New Fifth Circuit Decision

Perhaps to avoid a rehearing en banc, the Fifth Circuit withdrew its August 21st opinion and issued a new opinion on February 14, 2020. In the new opinion, it declined to address the issue of whether Faludi was exempt from overtime under the highly compensated employee exemption. Instead, the Fifth Circuit found that Faludi was an independent contractor: “[a]lthough we think U.S. Shale’s arguments are well-taken as to why Faludi fits within the highly compensated employee exemption to the FLSA, we need not reach the issue given that Faludi is an independent contractor not covered by the FLSA’s requirements.” Faludi v. U.S. Shale Sols., L.L.C., 2020 U.S. App. LEXIS 4791, at *11 (5th Cir. February 14, 2020). Using the economic realities test, the Fifth Circuit walked through the following factors in determining that Faludi was an independent contractor: (1) the degree of control exercised by the alleged employer; (2) the extent of the relative investments of the work and the alleged employer: (3) the degree to which the worker’s opportunity for profit or loss is determined by the alleged employer; (4) the skill and initiative required in performing the job; and (5) the permanency of the relationship. No single factor is determinative, but if the balancing of the factors demonstrates that the worker is economically dependent on the employer, then he or she will not constitute an independent contractor and will be covered by the FLSA’s requirements.

With respect to the first factor, U.S. Shale argued that it did not exercise a large degree of control over Faludi because it allowed him to work independently and manage his own schedule. Next, it argued that Faludi made investments in his business by providing his own phone and computer, paying his own continuing education expenses, and purchasing home office equipment. As to the third factor, U.S. Shale demonstrated that Faludi controlled his own opportunity for profit and loss because he could choose the projects on which he worked. With respect to Faludi’s skill and initiative, U.S. Shale argued that it gave Faludi specific projects due to his legal education and experience. Lastly, U.S. Shale argued that the relationship with Faludi was not permanent, as Faludi could end it if he provided fifteen days’ notice. The Fifth Circuit found U.S. Shale’s arguments persuasive and rejected the District Court’s ruling that a material issue of fact remained on whether Faludi was an independent contractor.
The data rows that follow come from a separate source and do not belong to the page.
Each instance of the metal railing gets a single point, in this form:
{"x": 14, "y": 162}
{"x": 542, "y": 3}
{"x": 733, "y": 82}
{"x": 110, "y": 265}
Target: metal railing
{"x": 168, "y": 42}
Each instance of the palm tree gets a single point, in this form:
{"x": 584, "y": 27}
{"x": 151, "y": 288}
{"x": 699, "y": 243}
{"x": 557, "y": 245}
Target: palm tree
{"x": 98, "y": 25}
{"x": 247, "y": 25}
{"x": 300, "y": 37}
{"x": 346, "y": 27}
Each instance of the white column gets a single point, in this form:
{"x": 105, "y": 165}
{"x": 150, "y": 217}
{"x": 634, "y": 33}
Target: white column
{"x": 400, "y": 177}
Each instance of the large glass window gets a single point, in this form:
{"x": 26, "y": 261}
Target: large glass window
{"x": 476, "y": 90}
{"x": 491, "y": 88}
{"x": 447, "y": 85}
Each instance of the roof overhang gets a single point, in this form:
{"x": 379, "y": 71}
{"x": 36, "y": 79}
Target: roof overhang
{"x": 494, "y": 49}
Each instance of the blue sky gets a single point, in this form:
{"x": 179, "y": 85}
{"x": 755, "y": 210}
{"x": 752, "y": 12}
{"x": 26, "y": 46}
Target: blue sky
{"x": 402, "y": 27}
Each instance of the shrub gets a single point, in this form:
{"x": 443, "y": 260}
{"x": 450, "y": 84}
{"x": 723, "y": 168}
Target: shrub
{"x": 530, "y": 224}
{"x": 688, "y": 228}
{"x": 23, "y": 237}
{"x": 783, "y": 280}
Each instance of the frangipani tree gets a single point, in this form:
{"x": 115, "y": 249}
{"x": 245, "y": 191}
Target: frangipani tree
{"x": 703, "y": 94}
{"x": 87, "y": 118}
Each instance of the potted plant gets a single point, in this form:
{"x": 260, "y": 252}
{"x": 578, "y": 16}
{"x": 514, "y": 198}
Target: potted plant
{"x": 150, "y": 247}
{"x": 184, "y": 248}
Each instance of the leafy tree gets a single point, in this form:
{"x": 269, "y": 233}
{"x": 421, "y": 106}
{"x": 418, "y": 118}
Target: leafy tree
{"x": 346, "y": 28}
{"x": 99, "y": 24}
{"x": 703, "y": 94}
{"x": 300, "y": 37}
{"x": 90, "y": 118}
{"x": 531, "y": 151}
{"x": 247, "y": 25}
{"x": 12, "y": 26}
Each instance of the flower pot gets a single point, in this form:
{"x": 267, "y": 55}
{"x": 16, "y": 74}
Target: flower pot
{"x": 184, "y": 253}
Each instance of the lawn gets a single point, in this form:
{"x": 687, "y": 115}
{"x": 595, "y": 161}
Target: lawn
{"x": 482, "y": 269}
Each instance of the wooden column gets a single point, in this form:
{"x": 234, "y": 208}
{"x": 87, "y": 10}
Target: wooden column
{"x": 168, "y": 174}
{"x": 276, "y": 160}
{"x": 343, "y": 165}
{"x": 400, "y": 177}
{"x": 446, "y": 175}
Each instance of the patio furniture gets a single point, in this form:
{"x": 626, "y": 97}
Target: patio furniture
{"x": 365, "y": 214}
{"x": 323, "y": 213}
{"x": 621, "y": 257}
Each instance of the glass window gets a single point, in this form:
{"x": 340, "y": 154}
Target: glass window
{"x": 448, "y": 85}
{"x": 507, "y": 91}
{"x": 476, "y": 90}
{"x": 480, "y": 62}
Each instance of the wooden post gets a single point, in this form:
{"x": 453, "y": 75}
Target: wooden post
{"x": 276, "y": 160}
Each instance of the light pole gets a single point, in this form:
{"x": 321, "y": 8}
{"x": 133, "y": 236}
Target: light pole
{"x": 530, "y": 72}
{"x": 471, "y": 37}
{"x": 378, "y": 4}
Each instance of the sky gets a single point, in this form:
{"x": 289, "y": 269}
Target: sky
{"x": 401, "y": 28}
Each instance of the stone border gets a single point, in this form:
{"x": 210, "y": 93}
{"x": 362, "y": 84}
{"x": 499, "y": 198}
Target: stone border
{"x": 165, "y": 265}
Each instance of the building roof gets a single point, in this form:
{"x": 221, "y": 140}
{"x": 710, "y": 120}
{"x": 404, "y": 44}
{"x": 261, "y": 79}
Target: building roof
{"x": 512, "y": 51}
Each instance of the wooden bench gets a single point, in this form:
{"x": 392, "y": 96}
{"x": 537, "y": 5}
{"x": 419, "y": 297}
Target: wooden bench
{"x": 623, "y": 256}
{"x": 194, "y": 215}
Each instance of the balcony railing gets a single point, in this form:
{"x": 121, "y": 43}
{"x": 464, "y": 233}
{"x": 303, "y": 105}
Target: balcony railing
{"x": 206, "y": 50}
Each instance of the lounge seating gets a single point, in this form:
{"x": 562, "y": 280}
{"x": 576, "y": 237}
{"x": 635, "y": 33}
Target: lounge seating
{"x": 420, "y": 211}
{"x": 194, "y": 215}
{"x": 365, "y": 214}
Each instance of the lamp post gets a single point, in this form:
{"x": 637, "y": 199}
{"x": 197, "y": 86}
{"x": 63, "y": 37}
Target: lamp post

Additionally, the Fifth Circuit found that the existence of a non-compete clause in the agreement “[did] not automatically negate independent contractor status.” Overall, it held that the undisputed facts weighed in favor of independent contractor status, and thus affirmed the District Court’s grant of summary judgment to U.S. Shale, but for a different reason than in its prior opinion.

Employer Take Aways

This decision provides insight to employers on how to deal with consultants such as Faludi. Where an employer wishes to hire a consultant as an independent contractor, it should take steps to ensure that the factors support a finding that the worker is in business for himself and is not economically dependent on the employer. Additionally, employers may want to avoid any non-compete clauses in an independent contractor agreement. Although the court found here that such a clause did not negate the finding that Faludi was an independent contractor, such a fact could cause a different holding in a similar situation.